De son côté, dans Libération, le président d’Action praticiens hôpital (APH) et urgentiste, Jean-François Cibien relève « la réalité, c’est que cette mission flash, territoire par territoire, ce n’est ni la bonne méthode ni ce qu’il faut faire maintenant puisque cela ne permet pas d’appréhender la problématique santé dans sa globalité. Prendre le problème par les territoires, c’est comme si on regardait par le trou d’une serrure alors qu’il n’y a plus de porte ! » Après la journée de mobilisation dans les hôpitaux le 7 juin 2022, Libération titrait : « Blouses blanches, colère noire — Urgences saturées ». La « mission flash » ne rassure pas les syndicats et les collectifs hospitaliers. Ils réclament des hausses de salaires et d’effectifs.

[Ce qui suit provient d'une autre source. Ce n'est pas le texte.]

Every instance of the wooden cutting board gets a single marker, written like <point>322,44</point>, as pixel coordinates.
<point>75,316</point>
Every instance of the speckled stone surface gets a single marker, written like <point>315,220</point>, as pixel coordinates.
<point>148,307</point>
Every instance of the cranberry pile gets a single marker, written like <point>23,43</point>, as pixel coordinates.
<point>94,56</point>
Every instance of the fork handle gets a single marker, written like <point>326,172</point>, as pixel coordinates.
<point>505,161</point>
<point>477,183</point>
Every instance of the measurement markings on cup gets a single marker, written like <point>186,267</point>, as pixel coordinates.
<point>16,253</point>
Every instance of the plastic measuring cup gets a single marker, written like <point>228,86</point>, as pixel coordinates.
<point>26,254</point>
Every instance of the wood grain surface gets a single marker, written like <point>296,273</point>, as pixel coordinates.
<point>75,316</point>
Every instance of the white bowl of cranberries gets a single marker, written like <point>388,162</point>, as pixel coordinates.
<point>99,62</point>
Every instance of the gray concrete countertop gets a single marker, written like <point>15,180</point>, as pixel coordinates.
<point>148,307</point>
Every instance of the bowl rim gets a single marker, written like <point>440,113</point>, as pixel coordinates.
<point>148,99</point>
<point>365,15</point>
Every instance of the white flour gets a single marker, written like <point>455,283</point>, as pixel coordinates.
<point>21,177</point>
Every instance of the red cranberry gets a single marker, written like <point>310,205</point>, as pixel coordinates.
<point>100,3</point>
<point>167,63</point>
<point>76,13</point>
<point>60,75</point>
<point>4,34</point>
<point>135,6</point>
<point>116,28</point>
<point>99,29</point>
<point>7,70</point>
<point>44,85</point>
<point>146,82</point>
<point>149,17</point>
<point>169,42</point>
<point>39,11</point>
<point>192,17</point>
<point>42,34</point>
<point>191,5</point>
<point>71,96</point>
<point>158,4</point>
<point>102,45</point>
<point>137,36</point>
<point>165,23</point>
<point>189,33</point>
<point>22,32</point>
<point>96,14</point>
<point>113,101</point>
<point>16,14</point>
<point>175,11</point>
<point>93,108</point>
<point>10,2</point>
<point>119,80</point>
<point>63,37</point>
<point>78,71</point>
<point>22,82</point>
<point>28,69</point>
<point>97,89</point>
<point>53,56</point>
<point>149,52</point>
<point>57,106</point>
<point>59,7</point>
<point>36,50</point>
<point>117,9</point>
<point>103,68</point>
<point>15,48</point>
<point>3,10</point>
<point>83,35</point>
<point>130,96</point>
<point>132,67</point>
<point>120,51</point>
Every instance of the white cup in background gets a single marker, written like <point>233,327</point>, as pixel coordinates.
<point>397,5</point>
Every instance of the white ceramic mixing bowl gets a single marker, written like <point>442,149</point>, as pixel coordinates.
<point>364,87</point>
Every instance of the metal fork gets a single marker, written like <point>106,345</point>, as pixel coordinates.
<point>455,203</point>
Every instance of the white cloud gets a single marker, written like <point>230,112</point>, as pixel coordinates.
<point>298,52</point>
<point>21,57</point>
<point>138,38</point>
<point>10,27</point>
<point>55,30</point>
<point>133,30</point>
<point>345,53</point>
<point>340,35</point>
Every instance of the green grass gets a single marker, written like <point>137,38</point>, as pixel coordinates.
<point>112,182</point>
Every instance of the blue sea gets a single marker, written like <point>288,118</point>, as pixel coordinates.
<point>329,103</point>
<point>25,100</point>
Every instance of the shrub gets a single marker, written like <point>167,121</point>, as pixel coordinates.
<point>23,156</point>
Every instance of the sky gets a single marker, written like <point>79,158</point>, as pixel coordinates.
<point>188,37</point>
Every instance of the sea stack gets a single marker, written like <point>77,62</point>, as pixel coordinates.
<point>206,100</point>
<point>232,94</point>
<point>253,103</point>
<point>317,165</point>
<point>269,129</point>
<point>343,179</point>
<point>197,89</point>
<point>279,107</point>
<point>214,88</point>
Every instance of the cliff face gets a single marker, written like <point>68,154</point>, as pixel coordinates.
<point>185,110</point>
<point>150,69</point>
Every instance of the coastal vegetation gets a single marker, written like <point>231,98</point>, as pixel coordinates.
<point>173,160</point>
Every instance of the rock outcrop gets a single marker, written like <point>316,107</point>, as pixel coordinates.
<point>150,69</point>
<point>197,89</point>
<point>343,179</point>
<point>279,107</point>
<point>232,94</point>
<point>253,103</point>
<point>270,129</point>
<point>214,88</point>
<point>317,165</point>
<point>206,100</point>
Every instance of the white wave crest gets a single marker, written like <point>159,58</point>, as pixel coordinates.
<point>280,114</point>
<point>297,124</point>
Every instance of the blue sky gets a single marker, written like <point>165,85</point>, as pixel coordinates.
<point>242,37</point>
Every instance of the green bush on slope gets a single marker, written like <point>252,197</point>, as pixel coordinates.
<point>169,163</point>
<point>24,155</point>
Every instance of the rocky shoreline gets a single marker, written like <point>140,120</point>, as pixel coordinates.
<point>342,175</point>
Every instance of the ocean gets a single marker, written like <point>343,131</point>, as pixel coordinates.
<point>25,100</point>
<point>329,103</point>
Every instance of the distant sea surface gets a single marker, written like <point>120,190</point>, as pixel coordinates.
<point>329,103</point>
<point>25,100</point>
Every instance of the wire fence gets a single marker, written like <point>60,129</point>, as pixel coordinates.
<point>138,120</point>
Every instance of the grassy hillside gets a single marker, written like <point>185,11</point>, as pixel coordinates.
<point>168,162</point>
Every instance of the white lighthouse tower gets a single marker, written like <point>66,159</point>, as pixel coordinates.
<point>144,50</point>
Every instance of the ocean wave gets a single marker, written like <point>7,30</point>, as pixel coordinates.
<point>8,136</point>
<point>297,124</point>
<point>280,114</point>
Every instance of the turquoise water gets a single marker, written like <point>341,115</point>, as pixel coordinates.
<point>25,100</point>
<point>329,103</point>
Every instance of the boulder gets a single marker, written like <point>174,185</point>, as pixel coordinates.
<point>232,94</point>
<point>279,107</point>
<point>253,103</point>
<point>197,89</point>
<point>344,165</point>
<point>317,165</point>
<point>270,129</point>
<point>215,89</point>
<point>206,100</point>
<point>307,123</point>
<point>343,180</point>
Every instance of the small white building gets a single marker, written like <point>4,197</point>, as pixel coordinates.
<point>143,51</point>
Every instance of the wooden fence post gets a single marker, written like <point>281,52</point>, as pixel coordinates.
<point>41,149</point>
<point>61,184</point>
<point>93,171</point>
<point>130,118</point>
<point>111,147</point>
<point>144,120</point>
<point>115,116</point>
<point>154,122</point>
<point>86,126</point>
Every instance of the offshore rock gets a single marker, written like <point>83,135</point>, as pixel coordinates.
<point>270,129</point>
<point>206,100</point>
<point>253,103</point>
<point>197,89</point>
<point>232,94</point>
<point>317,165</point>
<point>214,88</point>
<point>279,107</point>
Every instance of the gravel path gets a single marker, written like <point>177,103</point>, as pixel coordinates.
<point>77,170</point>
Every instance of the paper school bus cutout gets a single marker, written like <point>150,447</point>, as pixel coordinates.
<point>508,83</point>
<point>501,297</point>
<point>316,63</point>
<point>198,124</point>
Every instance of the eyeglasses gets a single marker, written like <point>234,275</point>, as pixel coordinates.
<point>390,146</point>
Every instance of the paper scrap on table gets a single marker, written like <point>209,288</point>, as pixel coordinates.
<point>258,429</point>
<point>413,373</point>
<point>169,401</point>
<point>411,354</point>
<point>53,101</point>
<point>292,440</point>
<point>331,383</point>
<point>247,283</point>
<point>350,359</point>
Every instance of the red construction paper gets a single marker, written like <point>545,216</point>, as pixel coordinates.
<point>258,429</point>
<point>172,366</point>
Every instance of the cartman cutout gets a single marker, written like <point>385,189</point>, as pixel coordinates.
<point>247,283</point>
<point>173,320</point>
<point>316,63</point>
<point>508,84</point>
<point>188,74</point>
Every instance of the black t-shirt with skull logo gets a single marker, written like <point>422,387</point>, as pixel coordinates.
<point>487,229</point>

Dès le lendemain, élections législatives obligent, sans attendre la fin de la « mission flash » d’information lancée par Emmanuel Macron, la ministre de la Santé, Brigitte Bourguignon a annoncé de premières mesures pour tenter d’endiguer la crise dans les services d’urgence avant l’été à savoir :

  • le doublement de la rémunération des heures supplémentaires du personnel non médical, et du temps de travail additionnel des médecins, pour l’ensemble de la période estivale ;
  • un dispositif exceptionnel » pour que « les élèves infirmiers et aides-soignants ayant achevé leur formation initiale en juin et juillet (puissent) commencer à exercer immédiatement, sans attendre la remise officielle de leur diplôme ;
  • les soignants retraités « volontaires pour reprendre une activité » cet été bénéficieront pour leur part de « facilités de cumul (avec) leur pension de retraite ».

La politique de la rustine a, une nouvelle fois, sévi. Les réactions à ces propositions n’ont pas tardé. Thierry Amouroux, le porte-parole du Syndicat National des Professionnels Infirmiers, s’est exclamé « Le bateau coule et Mme Bourguignon nous fournit un verre pour écoper ». Des mesures peu à même d’apaiser le « bouillonnement de mécontentements » observé par la secrétaire générale de la CGT-Santé, Mireille Stivala. Enfin, pour accroître la pression, Patrick Pelloux, président de l’Association des médecins urgentistes de France (Amuf) envisage de « lancer un mouvement de grève aux urgences avant l’été ».

Indépendamment de la météo, l’été risque d’être chaud. Reste à souhaiter qu’il ne soit pas trop meurtrier*…

I’m a poor lonesome doctor…

 

* L’Été meurtrier est un film dramatique français réalisé en 1983 par Jean Becker, d’après le roman éponyme de Sébastien Japrisot.